The largest portion of MPC’s work was for the Israel sequence. The action starts in the safe area known as ‘Busland’. The shots were a mix of live action plates, added CG environments, CG humans, CG zombies, CG helicopters and FX passes for dust and helicopter wash. Once Busland gets over run by Zombies, the action continues throughout the city.

 

MPC received concept art early on, showing different Zombie formations. These included pyramid formations and tentacle-like shapes and reference material including insects swarming and schools of fish formations.

World War Z VFX

MPC’s most exciting work was the huge crowd scenes. MPC’s CG Supervisor Max Wood captured mocap clips, adapted MPC’s proprietary crowd system ALICE, and tested the technology needed to render these huge crowds.  The crowd characters were built from reference photography and scans gathered on set. MPC’s Modelling and Assets team creating 24 different body types with different textures, which resulted in 3,000 possible crowd variations.

Crowd shots began with the layout, shape and speed of the crowd being defined. For the zombie pyramids the team began with geometry, which was then populated based on inclination using ALICE. The larger pyramids typically included around 5000 agents.

In all of the complex crowd shots we added layers of hand animated zombies.  For falling and landing zombies we used PAPI, our in house rigid body dynamic solver, which is based on the Havok physics engine. MPC’s Crowd team worked with the Animation department to ensure the zombies moved realistically when in a crowd and when interacting with live action or digi doubles.

The environment team created matte paintings based on photography taken in Jerusalem. The team also built a 70ft tall wall that is seen in shots in Busland. Outside the wall MPC’s team created the environment using DMP and projection techniques. The Compositing team worked closely with the lighting team to break down the passes and layers that made up the crowd. We then set up standardized nuke templates that streamlined the compositing workflow.
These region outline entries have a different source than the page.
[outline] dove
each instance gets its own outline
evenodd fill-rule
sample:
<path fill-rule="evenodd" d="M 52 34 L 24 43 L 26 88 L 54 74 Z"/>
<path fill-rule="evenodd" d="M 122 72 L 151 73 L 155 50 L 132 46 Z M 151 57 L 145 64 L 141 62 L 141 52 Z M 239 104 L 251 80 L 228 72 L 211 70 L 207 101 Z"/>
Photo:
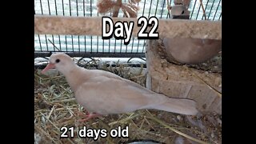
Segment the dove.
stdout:
<path fill-rule="evenodd" d="M 57 69 L 66 78 L 76 102 L 90 114 L 88 118 L 153 109 L 196 115 L 196 102 L 155 93 L 113 73 L 87 70 L 75 64 L 65 53 L 52 54 L 42 73 Z"/>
The plane sequence was shot inside a partial plane on a gimble rig.  MPC’s compositing team added aerial plates shot on location into the green screen windows. When the hole is blown out of the side of the plane, the FX team, enhanced the SFX explosion and added CG Zombies being sucked from the plane and a CG wing and engine.  The sequence ends with the plane crashing. A live action plate was shot with trees and the ground. MPC added mountains, skyline and CG breakable trees. A CG plane was added with layers of FX including a large dust trail, tree parts and ground interaction. Live action and rendered fx elements were added in comp using deep passes.